Going back to this example, we can infer that weights_0_1 is a 3x4 matrix because layer_0 has three dimensions, and layer_1 has four dimensions.

This neural network will adjust the weights to find correlation between layer_0 and layer_2. The different configurations of weights and layers will have a strong impact on determining success at finding correlation.

The specific confguratino of weights and layers in a network is called its architecture.

alt_mage

Visualizing using letters instead of pictures

We can use simple algebra to explain what’s happening in these pictures.
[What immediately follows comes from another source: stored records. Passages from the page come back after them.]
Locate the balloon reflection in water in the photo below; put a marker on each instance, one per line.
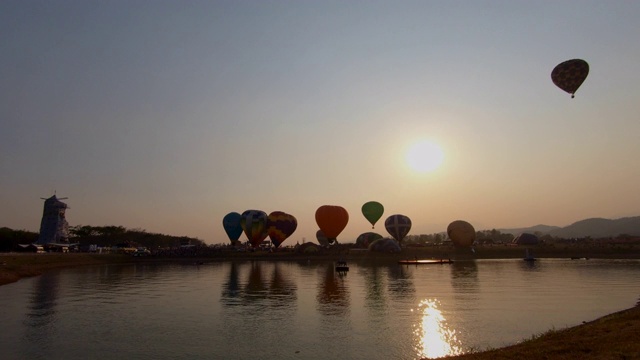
(434, 338)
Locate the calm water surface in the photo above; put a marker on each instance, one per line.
(290, 310)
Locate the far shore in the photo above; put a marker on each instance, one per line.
(14, 266)
(614, 336)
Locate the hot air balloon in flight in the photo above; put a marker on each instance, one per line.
(398, 226)
(372, 211)
(461, 233)
(280, 226)
(332, 219)
(570, 74)
(322, 239)
(232, 226)
(254, 224)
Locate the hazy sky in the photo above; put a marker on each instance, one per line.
(167, 115)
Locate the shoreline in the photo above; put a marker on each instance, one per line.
(611, 336)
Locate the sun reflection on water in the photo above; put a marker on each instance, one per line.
(434, 338)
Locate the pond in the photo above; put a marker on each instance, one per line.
(304, 310)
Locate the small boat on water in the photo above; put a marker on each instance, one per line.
(528, 256)
(425, 261)
(341, 266)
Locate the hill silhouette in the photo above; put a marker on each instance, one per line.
(593, 227)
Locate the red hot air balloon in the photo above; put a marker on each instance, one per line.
(280, 226)
(332, 219)
(570, 74)
(254, 224)
(398, 226)
(461, 233)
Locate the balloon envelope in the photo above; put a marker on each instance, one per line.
(231, 224)
(570, 74)
(254, 224)
(280, 226)
(398, 226)
(372, 211)
(332, 219)
(461, 233)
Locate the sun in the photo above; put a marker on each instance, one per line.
(424, 156)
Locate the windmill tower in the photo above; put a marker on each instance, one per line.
(53, 227)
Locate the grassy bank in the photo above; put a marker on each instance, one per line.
(615, 336)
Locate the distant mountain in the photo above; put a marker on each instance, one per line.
(594, 228)
(599, 228)
(544, 229)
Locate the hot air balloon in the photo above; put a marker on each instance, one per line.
(570, 74)
(365, 239)
(372, 211)
(231, 224)
(322, 239)
(461, 233)
(280, 226)
(332, 219)
(254, 224)
(398, 226)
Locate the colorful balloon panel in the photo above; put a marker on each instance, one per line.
(461, 233)
(232, 226)
(570, 74)
(254, 224)
(332, 219)
(398, 226)
(372, 211)
(280, 226)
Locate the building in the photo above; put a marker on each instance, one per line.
(53, 227)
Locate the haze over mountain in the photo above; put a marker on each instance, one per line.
(594, 228)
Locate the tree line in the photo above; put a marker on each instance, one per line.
(103, 236)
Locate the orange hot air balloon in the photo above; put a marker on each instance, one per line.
(461, 233)
(332, 219)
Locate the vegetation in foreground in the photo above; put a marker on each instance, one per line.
(615, 336)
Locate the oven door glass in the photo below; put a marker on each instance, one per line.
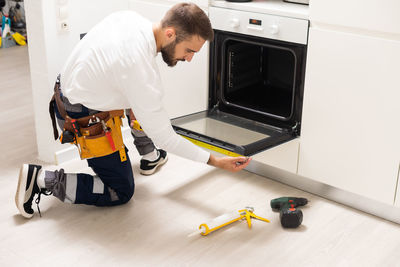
(229, 134)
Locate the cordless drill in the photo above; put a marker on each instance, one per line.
(290, 216)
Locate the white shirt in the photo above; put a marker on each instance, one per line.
(114, 67)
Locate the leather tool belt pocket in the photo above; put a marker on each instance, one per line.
(96, 135)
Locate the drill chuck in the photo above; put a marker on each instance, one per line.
(290, 216)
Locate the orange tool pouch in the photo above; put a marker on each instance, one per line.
(95, 135)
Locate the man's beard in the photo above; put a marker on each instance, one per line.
(168, 52)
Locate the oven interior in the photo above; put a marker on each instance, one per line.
(255, 95)
(259, 79)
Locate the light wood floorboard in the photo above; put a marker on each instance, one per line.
(152, 229)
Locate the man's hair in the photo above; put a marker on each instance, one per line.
(188, 19)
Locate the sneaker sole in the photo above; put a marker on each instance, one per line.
(150, 172)
(21, 187)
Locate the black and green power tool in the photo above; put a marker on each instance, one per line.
(290, 216)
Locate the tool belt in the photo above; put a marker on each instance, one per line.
(96, 135)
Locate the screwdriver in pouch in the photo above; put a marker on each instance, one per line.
(108, 135)
(76, 127)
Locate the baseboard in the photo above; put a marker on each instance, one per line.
(379, 209)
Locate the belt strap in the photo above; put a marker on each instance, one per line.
(56, 99)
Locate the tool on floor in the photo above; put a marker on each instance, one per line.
(290, 216)
(226, 219)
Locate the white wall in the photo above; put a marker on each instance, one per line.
(49, 48)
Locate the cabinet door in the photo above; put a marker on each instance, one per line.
(186, 84)
(350, 132)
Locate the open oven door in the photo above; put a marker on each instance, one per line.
(229, 134)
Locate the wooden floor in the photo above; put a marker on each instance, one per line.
(152, 229)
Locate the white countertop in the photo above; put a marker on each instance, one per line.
(272, 7)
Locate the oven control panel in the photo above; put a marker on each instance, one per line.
(262, 25)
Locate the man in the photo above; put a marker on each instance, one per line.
(114, 67)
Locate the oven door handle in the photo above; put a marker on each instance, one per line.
(255, 28)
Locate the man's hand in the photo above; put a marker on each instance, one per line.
(232, 164)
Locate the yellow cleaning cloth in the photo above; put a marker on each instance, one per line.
(19, 39)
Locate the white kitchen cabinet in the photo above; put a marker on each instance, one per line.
(369, 15)
(186, 84)
(350, 125)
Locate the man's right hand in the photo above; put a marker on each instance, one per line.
(232, 164)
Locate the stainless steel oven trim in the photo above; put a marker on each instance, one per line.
(223, 81)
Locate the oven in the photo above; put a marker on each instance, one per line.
(256, 83)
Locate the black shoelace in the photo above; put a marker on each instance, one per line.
(44, 192)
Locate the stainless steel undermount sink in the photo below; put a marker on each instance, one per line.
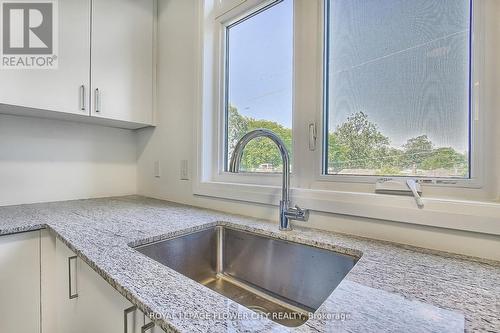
(282, 280)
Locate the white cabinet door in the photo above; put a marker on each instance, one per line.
(102, 306)
(67, 308)
(122, 60)
(20, 283)
(97, 308)
(56, 89)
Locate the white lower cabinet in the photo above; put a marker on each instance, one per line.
(20, 283)
(46, 288)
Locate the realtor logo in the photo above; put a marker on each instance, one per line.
(29, 34)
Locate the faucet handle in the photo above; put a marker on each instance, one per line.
(297, 214)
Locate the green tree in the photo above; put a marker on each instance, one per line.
(416, 150)
(446, 158)
(358, 143)
(237, 127)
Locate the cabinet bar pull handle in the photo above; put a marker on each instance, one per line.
(71, 295)
(82, 98)
(147, 327)
(97, 101)
(126, 312)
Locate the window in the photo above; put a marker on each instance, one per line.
(397, 90)
(258, 84)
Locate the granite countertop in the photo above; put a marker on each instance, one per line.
(392, 288)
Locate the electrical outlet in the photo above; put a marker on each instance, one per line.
(184, 170)
(157, 169)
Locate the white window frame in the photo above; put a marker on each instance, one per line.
(460, 208)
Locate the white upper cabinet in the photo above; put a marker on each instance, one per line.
(65, 88)
(122, 60)
(105, 72)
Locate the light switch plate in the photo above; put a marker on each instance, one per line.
(184, 170)
(157, 169)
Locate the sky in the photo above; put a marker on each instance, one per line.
(402, 62)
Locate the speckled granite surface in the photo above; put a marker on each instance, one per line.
(391, 288)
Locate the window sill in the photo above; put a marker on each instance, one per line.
(472, 216)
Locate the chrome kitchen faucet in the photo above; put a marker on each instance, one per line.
(287, 213)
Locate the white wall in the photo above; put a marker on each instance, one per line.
(173, 141)
(50, 160)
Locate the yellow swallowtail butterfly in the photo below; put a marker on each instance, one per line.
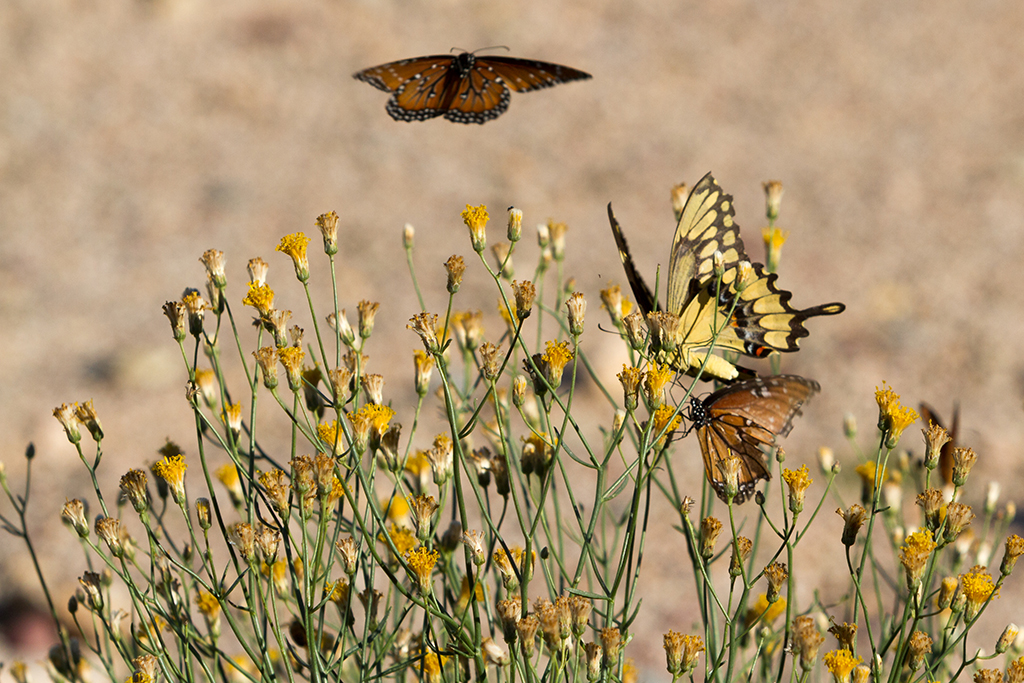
(762, 319)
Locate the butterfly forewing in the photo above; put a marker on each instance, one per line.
(743, 420)
(526, 75)
(392, 76)
(480, 97)
(707, 225)
(645, 299)
(755, 322)
(463, 87)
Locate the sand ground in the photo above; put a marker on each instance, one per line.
(134, 135)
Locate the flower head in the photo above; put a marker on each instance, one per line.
(133, 486)
(853, 517)
(977, 586)
(260, 297)
(806, 640)
(710, 530)
(775, 574)
(964, 460)
(1014, 549)
(798, 481)
(295, 246)
(291, 357)
(682, 652)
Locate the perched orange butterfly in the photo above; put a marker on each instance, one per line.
(740, 420)
(461, 87)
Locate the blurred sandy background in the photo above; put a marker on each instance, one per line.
(136, 134)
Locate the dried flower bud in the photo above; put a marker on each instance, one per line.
(577, 305)
(455, 267)
(515, 224)
(710, 530)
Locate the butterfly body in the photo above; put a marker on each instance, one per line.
(754, 319)
(743, 420)
(463, 87)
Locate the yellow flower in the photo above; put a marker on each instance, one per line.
(228, 475)
(798, 481)
(208, 604)
(764, 611)
(432, 666)
(1014, 549)
(402, 539)
(172, 470)
(555, 358)
(465, 593)
(332, 436)
(774, 238)
(291, 357)
(914, 556)
(616, 305)
(421, 562)
(337, 592)
(630, 379)
(537, 454)
(476, 220)
(295, 246)
(664, 419)
(893, 418)
(841, 664)
(231, 416)
(655, 381)
(260, 297)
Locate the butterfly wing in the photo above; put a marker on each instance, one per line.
(742, 421)
(526, 75)
(482, 95)
(706, 224)
(645, 299)
(763, 319)
(422, 87)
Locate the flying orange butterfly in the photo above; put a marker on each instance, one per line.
(740, 419)
(461, 87)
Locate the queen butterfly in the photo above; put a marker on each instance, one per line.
(740, 419)
(462, 87)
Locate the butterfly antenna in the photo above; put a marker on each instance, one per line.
(493, 47)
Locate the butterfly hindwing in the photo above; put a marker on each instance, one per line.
(480, 97)
(645, 299)
(743, 420)
(526, 75)
(715, 314)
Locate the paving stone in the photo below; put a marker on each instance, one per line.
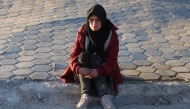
(30, 42)
(8, 62)
(22, 71)
(174, 63)
(26, 58)
(43, 55)
(59, 58)
(25, 65)
(166, 73)
(29, 47)
(184, 76)
(130, 73)
(142, 62)
(128, 66)
(42, 61)
(156, 59)
(45, 44)
(5, 75)
(44, 50)
(13, 49)
(180, 69)
(45, 34)
(18, 34)
(27, 52)
(41, 68)
(184, 53)
(145, 69)
(59, 52)
(58, 47)
(10, 55)
(149, 76)
(39, 76)
(139, 56)
(7, 68)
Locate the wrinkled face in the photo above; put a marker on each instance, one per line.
(94, 23)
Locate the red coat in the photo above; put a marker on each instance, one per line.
(109, 65)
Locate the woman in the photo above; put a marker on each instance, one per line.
(94, 59)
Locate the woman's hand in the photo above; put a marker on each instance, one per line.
(84, 71)
(93, 74)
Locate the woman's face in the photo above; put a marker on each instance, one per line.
(94, 23)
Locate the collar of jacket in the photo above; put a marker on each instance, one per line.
(105, 45)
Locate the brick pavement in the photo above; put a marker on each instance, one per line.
(36, 37)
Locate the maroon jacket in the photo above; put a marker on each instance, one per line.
(109, 65)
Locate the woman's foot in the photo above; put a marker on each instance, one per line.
(84, 102)
(106, 101)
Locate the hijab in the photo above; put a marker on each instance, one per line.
(97, 38)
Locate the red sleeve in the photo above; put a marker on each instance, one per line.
(76, 50)
(110, 56)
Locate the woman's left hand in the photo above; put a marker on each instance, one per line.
(94, 74)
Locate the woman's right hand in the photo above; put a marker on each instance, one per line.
(84, 71)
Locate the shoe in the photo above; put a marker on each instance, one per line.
(107, 102)
(84, 102)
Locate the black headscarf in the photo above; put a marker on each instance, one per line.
(97, 38)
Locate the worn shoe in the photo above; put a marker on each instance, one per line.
(84, 102)
(106, 101)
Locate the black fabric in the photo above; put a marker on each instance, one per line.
(98, 38)
(96, 86)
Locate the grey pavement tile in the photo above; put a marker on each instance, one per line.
(145, 69)
(8, 62)
(42, 61)
(7, 68)
(166, 73)
(5, 36)
(26, 58)
(59, 52)
(29, 47)
(45, 34)
(45, 39)
(14, 44)
(18, 34)
(43, 55)
(31, 37)
(29, 42)
(2, 42)
(44, 44)
(128, 66)
(24, 65)
(150, 76)
(5, 75)
(183, 76)
(43, 50)
(180, 69)
(24, 71)
(32, 32)
(142, 62)
(153, 53)
(59, 58)
(175, 63)
(125, 59)
(139, 56)
(41, 68)
(13, 49)
(39, 76)
(63, 47)
(16, 39)
(10, 55)
(27, 52)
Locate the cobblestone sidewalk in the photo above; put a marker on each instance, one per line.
(36, 37)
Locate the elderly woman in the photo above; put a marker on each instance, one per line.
(93, 59)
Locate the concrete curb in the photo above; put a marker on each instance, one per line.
(129, 93)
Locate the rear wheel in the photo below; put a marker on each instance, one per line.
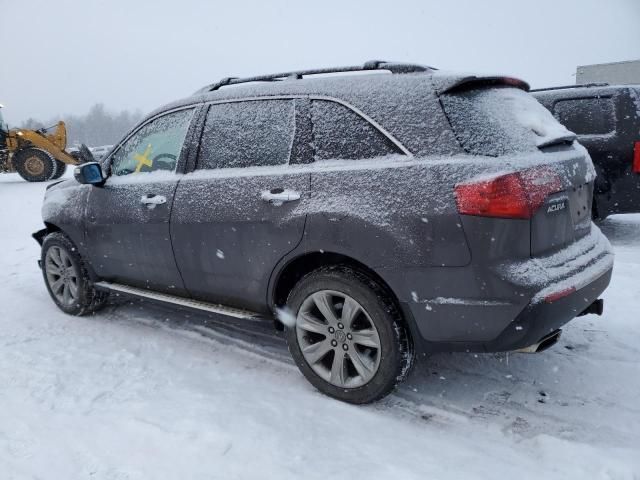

Let’s label each component of the network like this:

alt_mage

Let’s label layers with lowercase l, and weights with uppercase W. Then put a little subscript next to it so we know which layer or weight it’s referring to.

Linking the variables

Now we can combine the letters to indicate functions and operations.

Vector-matrix multiplication

Take layer 0 vector, and perform vector matrix multiplication with weight matrix 0: $$l _ { 0 }W _ { 0 }$$
Same thing, but using layer vector 1 and weight matrix 1: $$l _ { 1 }W _ { 1 }$$

Create assignments, and apply functions:

Create layer 1 by taking layer 0 vector, and perform vector matrix multiplication with weight matrix 0. Then perform relu function on the output: $$l _ { 1 } = relu(l _ { 0 }W _ { 0 })$$
Create layer 2 by taking layer 1 vector and perform vector matrix multiplication against weight matrix 1: $$l _ { 2 } = l _ { 1 } W _ { 1 }$$

All together in 1 line!

$$l _ { 2 } = r e l u \left( l _ { 0 } W _ { 0 } \right) W _ { 1 }$$

Everything side by side

Here’s the visualization, algebra formula, and Python code all together for forward propogation!

Python

layer_2 = relu(layer_0.dot(weights_0_1)).dot(weights_1_2)

Algebra

$$l _ { 2 } = r e l u \left( l _ { 0 } W _ { 0 } \right) W _ { 1 }$$

Visualization

alt_mage

Key takeaway

“Good neural architectures channel signal so that correlation is easy to discover. Great architectures also filter noise to prevent overfitting."